Rep wants U.S. Senate vacancies filled by election
If the vacancy occurs after that, the seat will be filled during the November election that year. Matthew Sledge of the group Fair Vote RI told the committee that the bill “improves democracy."
PROVIDENCE — With the twin debacles of gubernatorial appointments of U.S. Senators in Illinois and New York still fresh in the news, Woonsocket state Rep. Chris Fierro wants to see Rhode Island hold special elections to fill Senate vacancies.
Fierro-sponsored legislation to take the appointing power out of the hands of the governor in Rhode Island was heard by the House Judiciary Committee Wednesday.
The freshman lawmaker pointed to what he called the “outright corrupt process” by which Illinois Gov. Rod Blagojevich attempted to fill the senate seat vacated by President Barack Obama and the “equally flawed process” by which New York Gov. David Paterson filled the seat left open by Sen. Hillary Clinton when she assumed the office of Secretary of State as the rationale for filing his bill.

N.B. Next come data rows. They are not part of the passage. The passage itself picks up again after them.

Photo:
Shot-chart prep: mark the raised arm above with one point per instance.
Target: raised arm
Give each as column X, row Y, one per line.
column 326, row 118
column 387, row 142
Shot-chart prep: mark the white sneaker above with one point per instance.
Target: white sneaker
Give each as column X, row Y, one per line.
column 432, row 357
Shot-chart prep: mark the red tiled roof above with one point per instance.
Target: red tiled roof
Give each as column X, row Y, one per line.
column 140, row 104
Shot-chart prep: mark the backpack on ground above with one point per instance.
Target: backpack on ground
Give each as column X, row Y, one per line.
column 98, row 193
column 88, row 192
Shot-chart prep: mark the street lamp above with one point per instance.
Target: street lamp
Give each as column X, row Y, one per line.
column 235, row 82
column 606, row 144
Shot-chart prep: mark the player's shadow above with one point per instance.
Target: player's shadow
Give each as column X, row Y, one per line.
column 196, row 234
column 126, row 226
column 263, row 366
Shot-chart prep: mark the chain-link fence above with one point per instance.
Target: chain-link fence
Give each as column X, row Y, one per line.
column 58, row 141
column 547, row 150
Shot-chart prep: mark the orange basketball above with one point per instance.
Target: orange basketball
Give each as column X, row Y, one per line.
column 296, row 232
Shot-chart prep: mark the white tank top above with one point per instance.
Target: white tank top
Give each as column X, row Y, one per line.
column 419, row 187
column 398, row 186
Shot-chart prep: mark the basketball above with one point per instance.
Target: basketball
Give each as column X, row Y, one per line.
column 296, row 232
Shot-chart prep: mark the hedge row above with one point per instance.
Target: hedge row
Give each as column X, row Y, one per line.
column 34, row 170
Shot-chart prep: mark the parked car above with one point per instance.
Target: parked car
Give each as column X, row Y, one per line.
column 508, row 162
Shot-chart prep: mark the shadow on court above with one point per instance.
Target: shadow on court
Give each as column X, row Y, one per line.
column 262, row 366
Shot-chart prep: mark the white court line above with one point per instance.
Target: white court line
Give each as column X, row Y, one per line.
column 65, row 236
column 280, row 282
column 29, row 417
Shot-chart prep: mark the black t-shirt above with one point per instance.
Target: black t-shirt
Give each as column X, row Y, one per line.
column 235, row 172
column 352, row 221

The process for replacing a senator in his bill, Fierro testified, is identical to the way a vacancy in a congressional seat would be filled.

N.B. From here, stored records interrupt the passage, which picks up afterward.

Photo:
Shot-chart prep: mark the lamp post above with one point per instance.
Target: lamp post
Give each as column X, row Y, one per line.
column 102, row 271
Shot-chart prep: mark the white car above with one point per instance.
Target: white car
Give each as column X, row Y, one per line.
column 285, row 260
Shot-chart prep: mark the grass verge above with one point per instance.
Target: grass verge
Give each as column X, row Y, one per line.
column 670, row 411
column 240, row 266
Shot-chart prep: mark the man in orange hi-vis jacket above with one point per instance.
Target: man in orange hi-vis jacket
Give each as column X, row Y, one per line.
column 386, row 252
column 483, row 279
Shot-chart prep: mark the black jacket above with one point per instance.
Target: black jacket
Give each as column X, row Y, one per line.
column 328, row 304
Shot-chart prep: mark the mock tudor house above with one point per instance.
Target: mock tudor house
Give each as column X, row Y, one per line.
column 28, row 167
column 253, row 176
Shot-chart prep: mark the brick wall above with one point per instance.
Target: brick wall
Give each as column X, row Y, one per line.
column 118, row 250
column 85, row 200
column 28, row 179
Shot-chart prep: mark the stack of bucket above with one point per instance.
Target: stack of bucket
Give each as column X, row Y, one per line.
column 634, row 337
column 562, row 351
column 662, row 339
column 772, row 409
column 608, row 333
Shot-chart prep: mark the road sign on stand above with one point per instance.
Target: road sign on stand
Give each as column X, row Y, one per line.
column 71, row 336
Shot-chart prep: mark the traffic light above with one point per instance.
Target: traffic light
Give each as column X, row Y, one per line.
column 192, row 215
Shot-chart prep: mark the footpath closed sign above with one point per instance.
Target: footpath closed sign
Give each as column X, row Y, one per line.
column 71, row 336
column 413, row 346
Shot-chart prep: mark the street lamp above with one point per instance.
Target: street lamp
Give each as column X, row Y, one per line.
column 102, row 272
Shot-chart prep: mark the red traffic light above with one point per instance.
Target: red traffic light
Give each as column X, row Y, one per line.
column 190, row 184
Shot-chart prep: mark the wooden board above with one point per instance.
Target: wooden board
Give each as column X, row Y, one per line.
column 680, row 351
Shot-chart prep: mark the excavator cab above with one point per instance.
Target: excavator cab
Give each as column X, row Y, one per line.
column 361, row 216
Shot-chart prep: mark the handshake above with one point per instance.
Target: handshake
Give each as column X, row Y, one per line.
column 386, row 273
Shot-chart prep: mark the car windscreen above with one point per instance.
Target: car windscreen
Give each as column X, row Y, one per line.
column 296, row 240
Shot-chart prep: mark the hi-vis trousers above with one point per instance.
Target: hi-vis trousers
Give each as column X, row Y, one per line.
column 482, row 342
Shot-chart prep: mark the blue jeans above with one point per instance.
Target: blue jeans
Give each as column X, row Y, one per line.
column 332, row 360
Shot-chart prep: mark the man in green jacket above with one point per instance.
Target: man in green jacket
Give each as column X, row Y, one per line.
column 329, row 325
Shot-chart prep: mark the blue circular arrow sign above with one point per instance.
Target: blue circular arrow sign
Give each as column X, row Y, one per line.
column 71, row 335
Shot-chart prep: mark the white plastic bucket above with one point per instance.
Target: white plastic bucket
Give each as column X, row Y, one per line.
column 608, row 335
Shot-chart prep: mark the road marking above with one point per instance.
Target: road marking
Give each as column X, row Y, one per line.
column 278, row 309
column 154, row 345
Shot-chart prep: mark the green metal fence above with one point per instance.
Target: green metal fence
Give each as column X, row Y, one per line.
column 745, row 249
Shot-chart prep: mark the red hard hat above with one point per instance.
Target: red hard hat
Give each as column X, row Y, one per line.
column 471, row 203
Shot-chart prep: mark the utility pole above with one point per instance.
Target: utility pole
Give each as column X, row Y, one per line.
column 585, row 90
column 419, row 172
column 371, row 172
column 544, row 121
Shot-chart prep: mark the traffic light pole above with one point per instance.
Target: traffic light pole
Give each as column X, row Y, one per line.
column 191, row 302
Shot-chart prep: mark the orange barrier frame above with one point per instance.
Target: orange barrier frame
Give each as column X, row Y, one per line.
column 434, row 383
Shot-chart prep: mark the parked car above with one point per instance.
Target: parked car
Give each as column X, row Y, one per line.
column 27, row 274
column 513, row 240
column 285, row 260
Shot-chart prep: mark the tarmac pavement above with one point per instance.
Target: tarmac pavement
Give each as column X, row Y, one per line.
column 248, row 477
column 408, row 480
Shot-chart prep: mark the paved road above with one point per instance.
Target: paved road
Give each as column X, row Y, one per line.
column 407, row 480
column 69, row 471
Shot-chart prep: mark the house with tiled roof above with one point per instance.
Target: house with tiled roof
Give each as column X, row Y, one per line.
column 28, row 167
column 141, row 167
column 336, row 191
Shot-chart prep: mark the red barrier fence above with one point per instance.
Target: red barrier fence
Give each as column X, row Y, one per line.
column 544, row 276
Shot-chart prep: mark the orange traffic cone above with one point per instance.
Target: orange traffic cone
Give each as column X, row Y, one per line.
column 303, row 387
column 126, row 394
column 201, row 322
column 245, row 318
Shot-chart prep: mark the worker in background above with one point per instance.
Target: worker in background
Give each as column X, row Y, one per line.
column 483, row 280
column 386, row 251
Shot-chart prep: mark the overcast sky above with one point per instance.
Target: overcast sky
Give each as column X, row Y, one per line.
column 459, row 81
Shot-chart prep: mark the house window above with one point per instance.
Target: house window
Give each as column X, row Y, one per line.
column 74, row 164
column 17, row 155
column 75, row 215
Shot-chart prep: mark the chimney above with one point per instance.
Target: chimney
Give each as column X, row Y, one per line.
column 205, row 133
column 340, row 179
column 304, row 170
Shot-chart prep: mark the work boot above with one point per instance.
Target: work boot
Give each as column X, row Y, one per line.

There would be a special election to fill any vacancy that occurs before July 1 in a regular election year.
If the vacancy occurs after that, the seat will be filled during the November election that year.
Matthew Sledge of the group Fair Vote RI told the committee that the bill “improves democracy."
“On its face,” Sledge said, “it seems like a good idea to allow governors to make a short, temporary appointment to fill a U.S. Senate seat, but when you realize the 'golden opportunity' -- that's what Gov. Blagojevich called it – for a governor to decide a state's senator, it becomes less of a minor matter.
“In every case, senators should be elected,” Sledge asserted.
Sledge noted that senators have been elected by popular vote since the 17th Amendment was ratified in 1913. Prior to that, senators were elected by state legislatures.
The Judiciary Committee voted to hold the bill for further study. A similar bill was introduced in the General Assembly last year, when there was speculation that Sen. Jack Reed could be tapped for a spot in the Obama cabinet, but it did not pass.
Sledge said Fair Vote also supported that measure, but “people didn't see the pressing need for it.”
He said that often happens with election-related bills. “People don't understand the need until some sort of controversy has happened.”
But with the recent scandals in other states, he said, “we can see that is never a good idea to strip away that power from the people to elect a senator and give it to one person.
Sledge said Rhode Island was fortunate in 1999 to get a “very qualified appointment” when then-Gov. Lincoln Almond selected Lincoln Chafee to succeed his father, Sen. John Chafee, who died in office. Since 1913, he noted, 180 senators have been sworn in after being appointed, about one-quarter of the total of new solons.
Fierro said “it shouldn't be one man's appointment whether they do it right or do it wrong. It belongs to the people.”
Asked about the prospects for a bill that failed to pass last year, Fierro said, “I feel good about it.”
Nobody spoke in opposition to the measure.